There are a few parting thoughts in Unconstrained JSON-LD Performance Is Bad for API Specs that I’d be remiss in not addressing.

JSON-LD evangelists will talk about “caching” – this of course is an irrelevant argument because virtually all of the shared hosting PHP servers do not allow caching so at least in PHP the “caching fixes this” is a useless argument. Any normal PHP application in real production environments will be forced to re-retrieve and re-parse the context documents on every request / response cycle.

phpFastCache exists, use it. If for some reason you can’t, and I know of no reason you couldn’t, cache the context by writing it to disk and retrieving it from disk. Most modern operating systems will optimize this down to a very fast read from memory. If you can’t write to disk in your shared PHP hosting environment, switch to a provider that allows it (which are most of them).

even with cached pre-parsed [ed: JSON-LD Context] documents the additional order of magnitude is due to the need to loop through the structures over and over, to detect many levels of *potential* indirection between prefixes, contexts, and possible aliases for prefixes or aliases.

That is not how JSON-LD processing works. Rather than go into the details, here’s a link to the JSON-LD processing algorithms.

json_decode is written in C in PHP and jsonld_compact is written in PHP and if jsonld_compact were written in C and merged into the PHP core and all of the hosting providers around the world upgraded to PHP 12.0 – it means that perhaps the negative performance impact of JSON-LD would be somewhat lessened “when pigs fly”.

You can do JSON-LD processing in 2ms in PHP 5, 0.7ms in PHP 7, and 1ms in Node 4. You don’t need a C implementation unless you need to shave those times off of your API calls.
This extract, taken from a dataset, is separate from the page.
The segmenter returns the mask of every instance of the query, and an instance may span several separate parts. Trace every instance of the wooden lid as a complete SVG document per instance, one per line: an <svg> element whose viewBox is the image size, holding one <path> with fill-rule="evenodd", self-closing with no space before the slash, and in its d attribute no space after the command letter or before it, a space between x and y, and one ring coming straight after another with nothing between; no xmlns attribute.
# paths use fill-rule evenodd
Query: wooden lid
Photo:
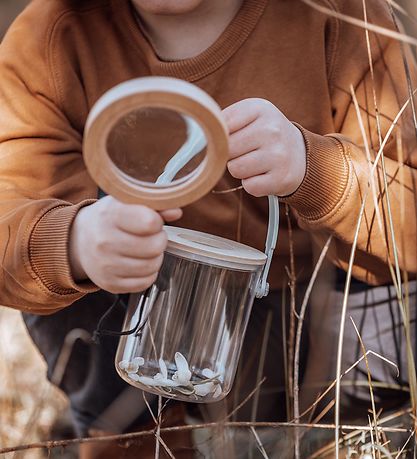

If the JSON-LD community actually wants its work to be used outside the “Semantic Web” backwaters – or in situations where hipsters make all the decisions and never run their code into production, the JSON-LD community should stand up and publish a best practice to use JSON-LD in a way that maintains compatibility with JSON – so that APIs and be interoperable and performant in all programming languages. This document should be titled “High Performance JSON-LD” and be featured front and center when talking about JSON-LD as a way to define APIs.

I agree that we need to write more about high performance JSON-LD API design, because we have identified a few things that seem best-practice-y. The problem is that we’ve been too busy drinking our “tripel” mocha lattes and riding our fixies to the latest butchershop-by-day-faux-vapor-bar-by-night flashmob experiences to get around to it. I mean, we are hipsters after all. Play-play balance is important to us and writing best practices sounds like a real drag. :)

In all seriousness, JSON-LD is now published by several million sites. We know that people want some best practices from the JSON-LD community. Count this blog post as one of them. If you use JSON-LD, and that includes the developers that created those several million sites that publish JSON-LD, you are a part of the JSON-LD community. We created JSON-LD to help our fellow developers. If you think you have settled on a best practice with JSON-LD, don’t wait for someone else to write about it; please pay it forward and blog about it. Your community of fellow JSON-LD developers will thank you.